Nos demais trechos da ferrovia,
a situação também parece estar avançando. O governo espera leiloar no primeiro
trimestre de 2018 um pedaço de 1 537 quilômetros que já está quase pronto entre
Porto Nacional e Estrela d’Oeste, em São Paulo — faltam 10% das obras entre
Ouro Verde, em Goiás, e a cidade paulista. Para seguir em frente na concessão,
foi enterrado de vez o modelo que estava sendo adotado por Dilma Rousseff no
setor.
Segundo as regras antigas, a
estatal Valec, que até então apenas contratava as empreiteiras para construir
as ferrovias, seria responsável por operar a infraestrutura. Ela venderia uma
capacidade de transporte para os donos da carga, enquanto operadores
independentes poderiam fazer o serviço para esses clientes. “Esse modelo
pareceu uma tentativa de regular o mercado por uma estatal: ela teria um poder
extremo para fazer as negociações de capacidade com o setor privado e de
maneira não muito transparente”, diz o advogado Rafael Garofano, consultor jurídico
do Movimento Brasil Competitivo.
No modelo novo, a concessão será
feita para uma empresa privada, que terá direito de passagem em outras
ferrovias, uma vez que o pedaço a ser leiloado não tem acesso direto a portos.

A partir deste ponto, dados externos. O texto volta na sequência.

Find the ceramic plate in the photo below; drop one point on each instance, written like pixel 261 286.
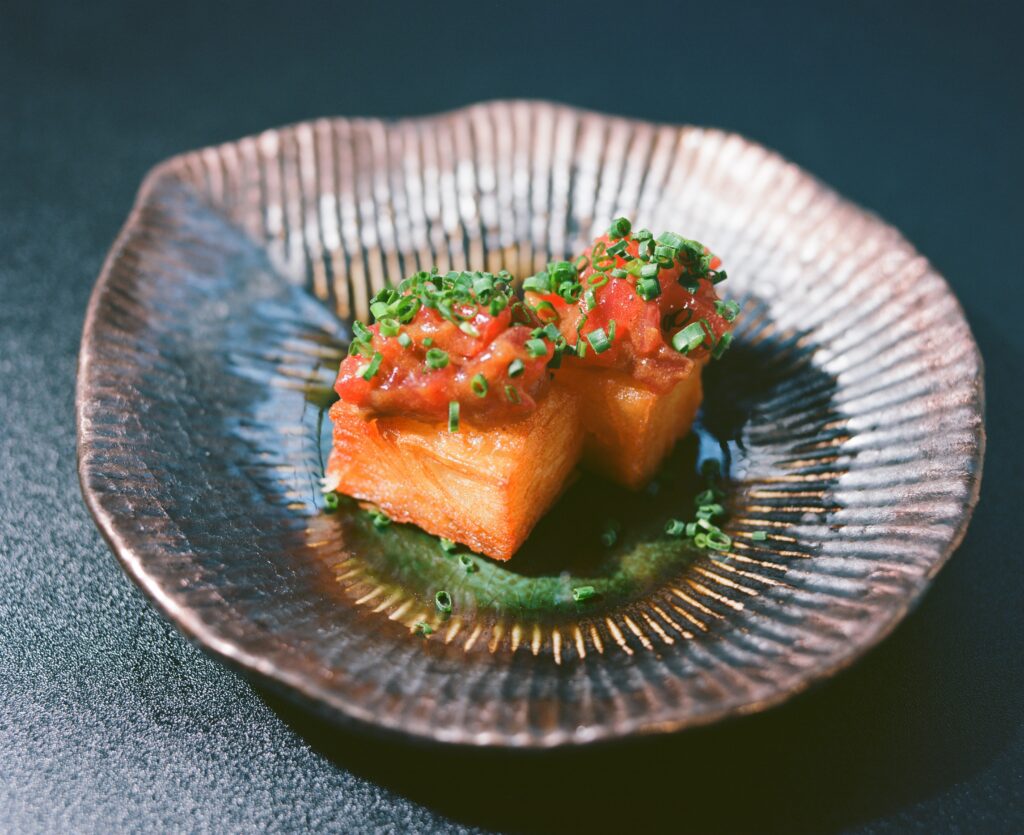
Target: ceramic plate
pixel 847 420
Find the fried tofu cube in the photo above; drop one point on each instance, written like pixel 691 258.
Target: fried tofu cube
pixel 482 487
pixel 630 428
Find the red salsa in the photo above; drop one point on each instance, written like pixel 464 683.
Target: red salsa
pixel 644 305
pixel 461 337
pixel 464 345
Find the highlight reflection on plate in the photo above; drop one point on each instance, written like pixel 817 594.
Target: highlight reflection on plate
pixel 848 418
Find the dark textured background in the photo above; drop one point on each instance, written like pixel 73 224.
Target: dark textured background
pixel 110 720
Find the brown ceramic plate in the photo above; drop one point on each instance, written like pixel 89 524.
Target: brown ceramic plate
pixel 848 418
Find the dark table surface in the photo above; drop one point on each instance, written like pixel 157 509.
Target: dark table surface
pixel 110 720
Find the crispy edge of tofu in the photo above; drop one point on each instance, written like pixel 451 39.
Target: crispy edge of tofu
pixel 629 428
pixel 482 487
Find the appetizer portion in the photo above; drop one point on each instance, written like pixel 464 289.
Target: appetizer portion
pixel 464 408
pixel 639 318
pixel 446 417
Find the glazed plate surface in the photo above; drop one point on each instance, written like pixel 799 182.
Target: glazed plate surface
pixel 847 418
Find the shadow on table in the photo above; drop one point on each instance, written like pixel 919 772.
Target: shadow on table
pixel 929 708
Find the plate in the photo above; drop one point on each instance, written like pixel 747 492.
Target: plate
pixel 847 421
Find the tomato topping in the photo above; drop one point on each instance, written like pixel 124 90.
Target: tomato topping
pixel 465 338
pixel 636 294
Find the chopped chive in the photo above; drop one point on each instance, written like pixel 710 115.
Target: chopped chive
pixel 546 306
pixel 675 528
pixel 665 253
pixel 704 497
pixel 616 249
pixel 599 340
pixel 689 338
pixel 648 289
pixel 443 601
pixel 538 284
pixel 620 227
pixel 536 347
pixel 371 368
pixel 436 358
pixel 723 345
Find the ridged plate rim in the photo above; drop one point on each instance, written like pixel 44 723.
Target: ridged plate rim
pixel 294 684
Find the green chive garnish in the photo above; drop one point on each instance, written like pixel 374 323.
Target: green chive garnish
pixel 599 340
pixel 675 528
pixel 436 358
pixel 370 369
pixel 723 345
pixel 690 337
pixel 443 601
pixel 536 347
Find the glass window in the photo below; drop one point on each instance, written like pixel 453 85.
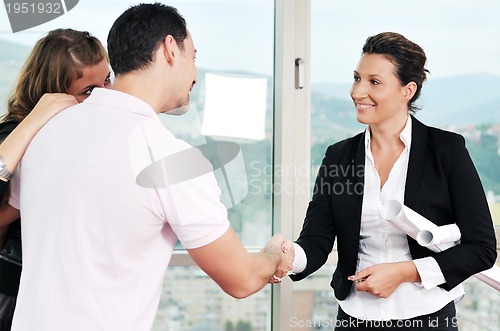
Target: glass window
pixel 460 95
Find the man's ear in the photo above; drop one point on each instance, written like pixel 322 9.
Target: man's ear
pixel 409 91
pixel 169 48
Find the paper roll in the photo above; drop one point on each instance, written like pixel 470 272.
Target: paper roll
pixel 440 235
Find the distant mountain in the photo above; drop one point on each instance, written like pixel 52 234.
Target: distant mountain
pixel 12 58
pixel 461 100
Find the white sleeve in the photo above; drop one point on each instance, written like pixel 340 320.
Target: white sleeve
pixel 430 272
pixel 15 185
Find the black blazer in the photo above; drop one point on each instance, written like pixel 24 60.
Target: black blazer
pixel 442 185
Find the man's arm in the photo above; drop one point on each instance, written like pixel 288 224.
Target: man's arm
pixel 238 272
pixel 13 147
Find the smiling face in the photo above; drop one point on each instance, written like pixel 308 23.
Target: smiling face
pixel 377 92
pixel 187 77
pixel 97 75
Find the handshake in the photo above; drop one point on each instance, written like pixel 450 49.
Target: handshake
pixel 282 251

Nas renovações dos contratos de ferrovias já concedidas que estão em
negociação, o governo está exigindo as condições de passagem da carga originada
nesse trecho da Norte-Sul. Entre os interessados no leilão estão duas estatais
de fora, a chinesa CCCC e a russa RZD, além da própria empresa brasileira VLI.
Se o governo conseguir fazer a
licitação dos trechos que restam, poderá colocar um ponto final numa história
de desperdícios. O trecho de 855 quilômetros entre Porto Nacional e Ouro Verde,
em Goiás, que tem um desvio em Anápolis, cidade conhecida como um entreposto
central do país, está pronto desde 2014. Mas mantém operações esporádicas. A
Valec só conseguiu fechar três contratos de transporte, de farelo de soja e
madeira triturada, que renderam 32 milhões de reais de receita, valor insignificante
perto do potencial da ferrovia e dos bilhões que foram investidos nos trilhos.
Para manter esse trecho, a Valec gasta 4 milhões de reais por ano.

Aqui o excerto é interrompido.